Balki: Since you love to read the minute-by-minute review of a hero’s entry, how about we do the same when you all review a film and we size up your first line or the first paragraph with comments like the opening sentence needs to be shorter … So the big question is where’s the critic’s critic? Where’s the person who says that this guy deserves three stars for his review or that guy deserves five stars for the review he did.
Salmaan: Even when you stay at a hotel, you have the option to rate them. But we don’t when it comes to reviews.
An interesting thought that should be considered by us … So, Dulquer what’s your role like?

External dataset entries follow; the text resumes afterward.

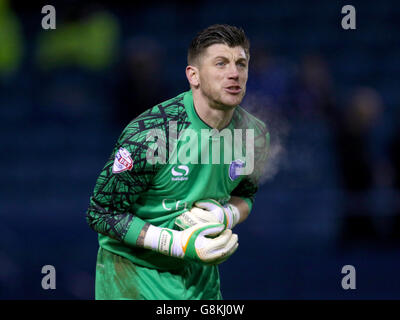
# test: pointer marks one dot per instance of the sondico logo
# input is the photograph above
(180, 173)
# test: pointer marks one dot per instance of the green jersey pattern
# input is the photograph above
(156, 193)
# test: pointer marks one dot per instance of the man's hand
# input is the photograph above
(209, 210)
(205, 242)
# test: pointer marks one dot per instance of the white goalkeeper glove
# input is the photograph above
(195, 243)
(209, 210)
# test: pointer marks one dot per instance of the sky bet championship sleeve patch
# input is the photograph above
(123, 161)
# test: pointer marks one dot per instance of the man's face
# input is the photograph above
(223, 73)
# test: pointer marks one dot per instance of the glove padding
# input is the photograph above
(209, 210)
(208, 243)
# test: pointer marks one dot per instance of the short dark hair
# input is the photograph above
(217, 33)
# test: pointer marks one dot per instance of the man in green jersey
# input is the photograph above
(170, 194)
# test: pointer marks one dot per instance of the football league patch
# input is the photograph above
(122, 161)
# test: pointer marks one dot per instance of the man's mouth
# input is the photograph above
(233, 89)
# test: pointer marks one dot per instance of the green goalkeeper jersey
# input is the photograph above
(162, 163)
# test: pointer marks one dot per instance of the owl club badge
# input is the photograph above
(122, 161)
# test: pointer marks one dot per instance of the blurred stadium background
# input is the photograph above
(329, 96)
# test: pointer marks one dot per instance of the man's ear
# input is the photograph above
(192, 74)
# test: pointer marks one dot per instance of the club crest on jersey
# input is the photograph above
(235, 169)
(122, 161)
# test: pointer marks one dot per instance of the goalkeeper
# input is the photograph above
(164, 226)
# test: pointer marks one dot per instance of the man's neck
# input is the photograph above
(214, 117)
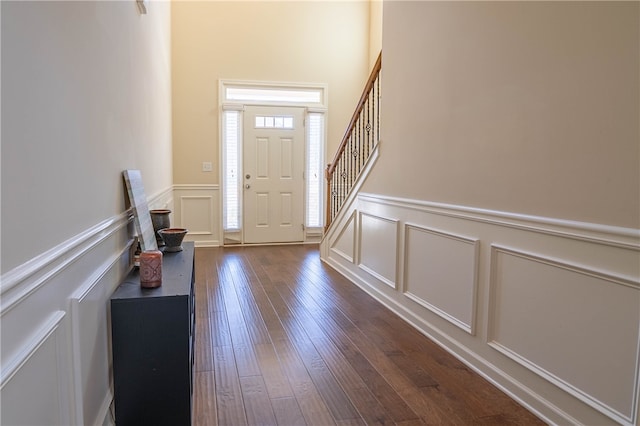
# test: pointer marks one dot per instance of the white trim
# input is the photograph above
(322, 88)
(393, 283)
(469, 328)
(196, 187)
(542, 372)
(604, 234)
(15, 287)
(10, 368)
(76, 298)
(225, 104)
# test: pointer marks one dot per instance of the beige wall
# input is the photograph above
(319, 42)
(525, 107)
(85, 94)
(375, 31)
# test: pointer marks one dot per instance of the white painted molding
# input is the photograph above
(370, 269)
(475, 243)
(602, 234)
(197, 187)
(76, 299)
(629, 418)
(24, 279)
(28, 277)
(11, 367)
(353, 195)
(349, 257)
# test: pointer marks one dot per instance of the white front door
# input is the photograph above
(273, 164)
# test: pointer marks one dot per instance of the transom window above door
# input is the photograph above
(274, 122)
(235, 97)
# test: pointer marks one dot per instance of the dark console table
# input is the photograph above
(152, 334)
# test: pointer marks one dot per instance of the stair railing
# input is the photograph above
(361, 137)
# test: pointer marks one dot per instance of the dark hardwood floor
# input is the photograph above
(282, 339)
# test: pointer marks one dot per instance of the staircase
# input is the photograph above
(357, 148)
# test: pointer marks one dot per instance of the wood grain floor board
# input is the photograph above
(282, 339)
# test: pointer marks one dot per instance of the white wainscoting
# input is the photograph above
(55, 357)
(441, 273)
(546, 309)
(197, 208)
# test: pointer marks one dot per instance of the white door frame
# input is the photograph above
(234, 95)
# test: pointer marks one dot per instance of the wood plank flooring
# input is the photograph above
(282, 339)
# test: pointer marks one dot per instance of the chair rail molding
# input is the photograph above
(546, 309)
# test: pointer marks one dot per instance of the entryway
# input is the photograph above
(272, 150)
(273, 164)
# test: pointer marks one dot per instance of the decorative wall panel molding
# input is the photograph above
(90, 344)
(34, 384)
(65, 368)
(574, 326)
(441, 273)
(345, 243)
(198, 209)
(378, 244)
(589, 232)
(546, 309)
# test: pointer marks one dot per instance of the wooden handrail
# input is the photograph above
(365, 93)
(368, 108)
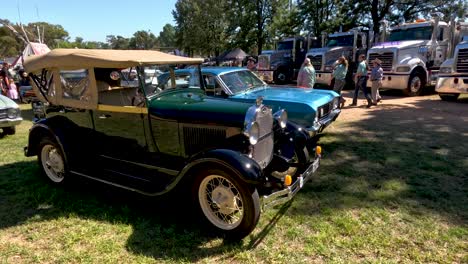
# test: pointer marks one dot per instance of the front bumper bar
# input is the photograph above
(283, 196)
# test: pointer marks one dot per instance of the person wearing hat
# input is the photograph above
(376, 78)
(306, 76)
(361, 80)
(251, 64)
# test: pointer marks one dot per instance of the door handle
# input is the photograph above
(104, 116)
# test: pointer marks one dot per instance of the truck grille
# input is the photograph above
(462, 60)
(197, 139)
(316, 61)
(263, 62)
(262, 152)
(324, 110)
(386, 58)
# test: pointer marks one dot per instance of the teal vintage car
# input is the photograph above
(10, 115)
(104, 117)
(312, 109)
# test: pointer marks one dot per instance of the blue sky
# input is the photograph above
(93, 20)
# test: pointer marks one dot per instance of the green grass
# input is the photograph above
(392, 187)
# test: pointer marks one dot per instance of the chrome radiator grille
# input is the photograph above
(462, 60)
(262, 152)
(316, 62)
(386, 58)
(198, 138)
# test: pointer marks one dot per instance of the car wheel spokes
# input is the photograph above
(221, 202)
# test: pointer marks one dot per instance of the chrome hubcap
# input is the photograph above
(53, 164)
(221, 202)
(415, 84)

Salmaan: I cannot reveal a lot about my role before its release. But I play this average Joe who’s quite forgettable. You might see him on a train or a bus, but you don’t really pay attention to him. Even in my school, there were so many students in my class who probably felt a little invisible. They may not have been excellent in studies or sports, and their personality never stood out. My character in this film belongs to that set. And this film was shot entirely in Bandra and though I have spent a lot of time in Bombay, it’s the first time I got to know it so well. We shot this film during the monsoons and it was just beautiful.
Balki: And just to add, this is not a critic-bashing film. It’s a very romantic film where everything seems normal. Bombay is beautiful and we are not showing the underworld of Bombay or its slums. It’s a ‘whydunit’ and not a ‘whodunit’. It’s not about who’s doing it, but why he’s doing it. It’s a fun thriller.
Don’t miss it!
‘Chup: The Revenge of the Artist’ is out in UAE cinemas on September 23.